In 2017, Nan-Wei Gong, a former contractor for Google, founded Figur8, which uses wearable trackers to measure muscle function and joint movement. It’s like physical therapy with biofeedback. “Each unique injury has a different biomarker,” says Gong. “With Figur8, you are comparing yourself to yourself.” This allows an individual to self-monitor for wear and tear and strengthen an injury in a way that’s efficient and designed for their body. Gong noticed that the work-from-home model during the COVID-19 pandemic created a new set of ergonomic problems that resulted in injuries. Figur8 provides real-time data for these injuries because “behavioral change requires feedback.”
Gong worked on a project called Jacquard while at Google. Textile experts weave conductive thread into their fabric, and the result is a patch of the fabric—like the cuff of a Levi’s jacket—that responds to commands on your smartphone. One swipe can call your partner or check the weather. It was designed with cyclists in mind who can’t easily check their phones, and it’s part of a growing movement in the tech industry to deliver creative, hands-free design. Gong thinks that engineers at large corporations like Google have accessibility in mind; it’s part of what drives their decisions for new products.
Display sizes of iPhones have become larger over time.

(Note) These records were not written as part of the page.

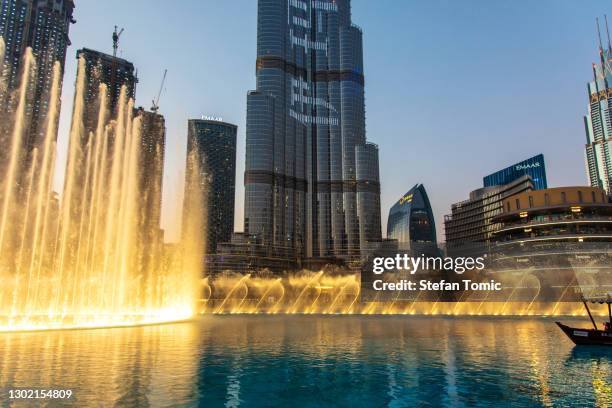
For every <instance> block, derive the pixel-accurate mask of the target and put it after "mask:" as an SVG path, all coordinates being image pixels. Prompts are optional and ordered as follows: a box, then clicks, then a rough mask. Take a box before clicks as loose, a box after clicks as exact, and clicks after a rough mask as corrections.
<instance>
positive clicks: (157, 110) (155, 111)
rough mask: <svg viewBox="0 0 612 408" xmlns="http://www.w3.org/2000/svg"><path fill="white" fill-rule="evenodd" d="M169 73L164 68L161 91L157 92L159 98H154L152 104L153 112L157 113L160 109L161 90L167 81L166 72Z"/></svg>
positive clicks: (166, 69)
mask: <svg viewBox="0 0 612 408" xmlns="http://www.w3.org/2000/svg"><path fill="white" fill-rule="evenodd" d="M167 73H168V70H167V69H164V76H163V78H162V83H161V85H160V86H159V92H158V93H157V98H155V99H153V106H151V112H155V113H157V111H158V110H159V98H160V97H161V92H162V90H163V89H164V83H165V82H166V74H167Z"/></svg>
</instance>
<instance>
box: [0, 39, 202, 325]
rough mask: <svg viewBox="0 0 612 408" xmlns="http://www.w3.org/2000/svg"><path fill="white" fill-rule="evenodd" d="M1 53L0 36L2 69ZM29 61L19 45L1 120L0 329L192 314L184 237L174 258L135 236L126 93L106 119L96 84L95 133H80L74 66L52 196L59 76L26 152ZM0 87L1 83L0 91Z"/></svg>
mask: <svg viewBox="0 0 612 408" xmlns="http://www.w3.org/2000/svg"><path fill="white" fill-rule="evenodd" d="M3 52H4V44H3V43H2V39H1V38H0V61H3V55H2V54H3ZM35 64H36V61H35V58H34V56H33V55H32V51H31V50H30V49H27V50H26V53H25V55H24V60H23V67H24V69H23V73H22V75H21V82H20V87H19V89H17V90H16V91H15V92H14V93H13V94H12V95H10V100H11V107H12V108H11V109H9V112H8V113H7V112H4V117H3V118H2V122H3V123H5V124H8V126H9V127H10V131H7V132H4V133H3V134H4V135H5V136H4V137H5V139H8V140H3V141H2V142H3V146H9V151H8V153H5V155H6V156H7V157H6V158H4V159H5V160H3V161H2V162H3V164H4V167H3V168H2V169H1V170H0V171H2V173H1V174H2V175H3V177H2V182H3V183H2V186H1V191H0V331H2V330H4V331H6V330H36V329H49V328H70V327H98V326H121V325H132V324H147V323H157V322H166V321H176V320H184V319H188V318H190V317H192V316H193V314H194V312H195V308H196V302H197V297H196V296H197V291H196V288H197V285H196V283H197V279H198V277H199V276H201V273H202V271H201V268H200V267H198V263H197V262H196V260H198V259H200V258H199V256H198V254H197V251H196V250H195V248H197V247H198V245H197V244H196V242H197V239H196V238H197V237H193V238H190V239H188V240H186V242H189V243H191V244H192V245H193V248H180V247H177V248H176V249H174V250H173V252H172V254H170V253H169V251H164V250H163V245H162V244H161V243H158V244H157V245H154V244H153V243H151V242H147V241H146V239H145V238H143V237H148V236H151V234H145V233H143V231H142V228H143V227H142V225H146V223H144V222H143V217H146V213H144V211H143V210H142V208H140V207H141V205H140V204H141V203H140V201H139V200H140V199H141V196H142V194H143V191H141V188H142V187H141V183H140V182H139V180H140V178H139V177H140V174H139V170H140V167H141V166H140V160H141V159H142V157H141V154H140V151H139V147H140V142H141V141H140V137H141V120H142V119H141V117H140V116H139V115H134V113H133V112H134V109H133V101H132V100H128V98H127V96H126V94H127V91H126V88H125V87H123V88H122V89H121V94H120V98H119V101H118V105H117V106H118V107H117V110H116V112H109V109H108V107H107V99H108V98H107V89H106V86H105V85H103V84H102V85H100V93H99V94H100V97H99V101H98V105H99V110H98V112H97V119H98V120H97V128H96V131H95V133H94V132H90V133H89V134H85V133H86V131H85V128H84V117H85V111H86V108H87V107H86V106H85V92H86V89H85V88H86V69H85V68H86V66H85V60H84V59H83V58H81V59H79V61H78V74H77V80H76V91H75V98H74V107H73V116H72V125H71V129H70V136H69V147H68V150H69V151H68V158H67V164H66V169H65V177H64V189H63V193H62V196H61V200H60V199H58V198H57V195H56V194H55V193H54V192H53V190H52V180H53V174H54V169H55V156H56V142H55V138H56V134H57V122H58V121H57V118H58V115H59V105H60V104H59V100H60V92H61V89H60V84H61V69H60V65H59V63H56V64H55V66H54V68H53V78H52V87H51V91H50V93H49V96H48V98H49V101H48V102H49V105H48V106H49V108H48V115H47V118H46V131H45V132H44V133H45V136H44V140H42V142H41V143H39V144H38V145H36V146H34V147H33V148H32V147H29V148H28V147H27V143H26V137H27V135H28V131H29V128H28V126H29V122H28V115H29V111H28V109H31V105H32V99H31V98H32V92H31V91H30V87H32V86H33V85H32V84H33V83H34V82H35V81H34V80H33V79H34V75H35V72H36V71H35ZM4 87H5V84H4V79H3V78H2V77H0V91H2V90H3V89H5V88H4ZM112 113H114V114H112ZM111 117H112V119H111ZM158 167H161V166H158ZM160 171H161V169H160ZM194 221H195V220H194ZM185 254H190V256H189V257H188V256H186V255H185ZM145 258H146V259H153V260H155V262H144V261H143V260H144V259H145Z"/></svg>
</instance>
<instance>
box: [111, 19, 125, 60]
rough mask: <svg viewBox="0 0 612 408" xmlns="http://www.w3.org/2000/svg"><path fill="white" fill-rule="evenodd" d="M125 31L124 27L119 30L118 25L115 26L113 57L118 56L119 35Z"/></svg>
mask: <svg viewBox="0 0 612 408" xmlns="http://www.w3.org/2000/svg"><path fill="white" fill-rule="evenodd" d="M122 33H123V28H122V29H121V30H119V31H117V26H115V31H114V32H113V57H116V56H117V48H119V37H121V34H122Z"/></svg>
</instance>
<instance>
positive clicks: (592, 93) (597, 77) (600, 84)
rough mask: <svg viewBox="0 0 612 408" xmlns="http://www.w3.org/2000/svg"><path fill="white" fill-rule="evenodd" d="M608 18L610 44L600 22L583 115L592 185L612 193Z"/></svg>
mask: <svg viewBox="0 0 612 408" xmlns="http://www.w3.org/2000/svg"><path fill="white" fill-rule="evenodd" d="M607 20H608V19H607V18H606V24H605V26H606V27H605V28H606V34H607V44H606V46H604V44H603V42H602V39H601V32H600V27H599V21H598V22H597V31H598V35H599V62H598V63H596V64H593V80H592V81H591V82H589V84H588V85H587V90H588V92H589V112H588V114H587V115H586V116H585V117H584V125H585V129H586V136H587V140H586V161H587V172H588V175H589V180H590V183H591V186H593V187H599V188H602V189H604V190H606V191H607V193H608V194H612V44H611V41H610V33H609V28H608V21H607Z"/></svg>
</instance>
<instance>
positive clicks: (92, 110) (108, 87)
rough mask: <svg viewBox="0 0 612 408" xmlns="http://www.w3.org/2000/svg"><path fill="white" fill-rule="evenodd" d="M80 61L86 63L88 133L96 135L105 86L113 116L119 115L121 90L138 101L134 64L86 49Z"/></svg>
mask: <svg viewBox="0 0 612 408" xmlns="http://www.w3.org/2000/svg"><path fill="white" fill-rule="evenodd" d="M76 57H77V59H79V58H81V57H83V58H84V59H85V74H86V76H87V80H86V83H85V89H86V91H85V105H86V115H85V129H86V130H87V131H88V132H95V131H96V126H97V121H98V114H97V112H98V109H99V106H98V105H99V93H100V84H105V85H106V92H107V94H108V95H107V104H108V105H107V106H108V111H109V112H110V114H111V115H115V114H116V108H117V103H118V102H119V95H120V94H121V87H122V86H124V85H125V87H126V97H127V98H128V99H129V98H132V99H136V84H137V83H138V78H137V77H136V69H135V68H134V64H132V63H131V62H130V61H127V60H125V59H123V58H119V57H114V56H112V55H109V54H105V53H103V52H100V51H95V50H92V49H89V48H83V49H80V50H78V51H77V54H76Z"/></svg>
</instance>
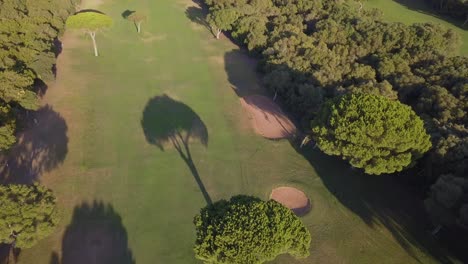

Sourced from Screenrant https://screenrant.com/iphone-apple-release-chronological-order-smartphone/ and Apple Tech Specs: https://www.apple.com/iphone-se/specs/
Back in Germany, Joanna Bryson reminds us that products like smartphones should adhere to best practices. These rules may be especially important for phones and other products with AI that are addictive. Disclosure, accountability, and regulation are important for AI, she says. “The correct balance will keep changing. But we have responsibilities and obligations to each other.” She was on an AI Ethics Council at Google, but the committee was disbanded after only one week due to issues with one of their members.
Bryson was upset about the Council’s dissolution but has faith that other regulatory bodies will prevail. OECD.AI, and international nonprofit, has drafted policies to regulate AI, which countries can sign and implement. “As of July 2021, 46 governments have adhered to the AI principles,” their website reads.
Sundar, the media effects professor, also directs Penn State’s Center for Socially Responsible AI. He says that inclusivity is a crucial aspect of social responsibility and how devices using AI are designed. “We have to go beyond first designing technologies and then making them accessible,” he says. “Instead, we should be considering the issues potentially faced by all different kinds of users before even designing them.”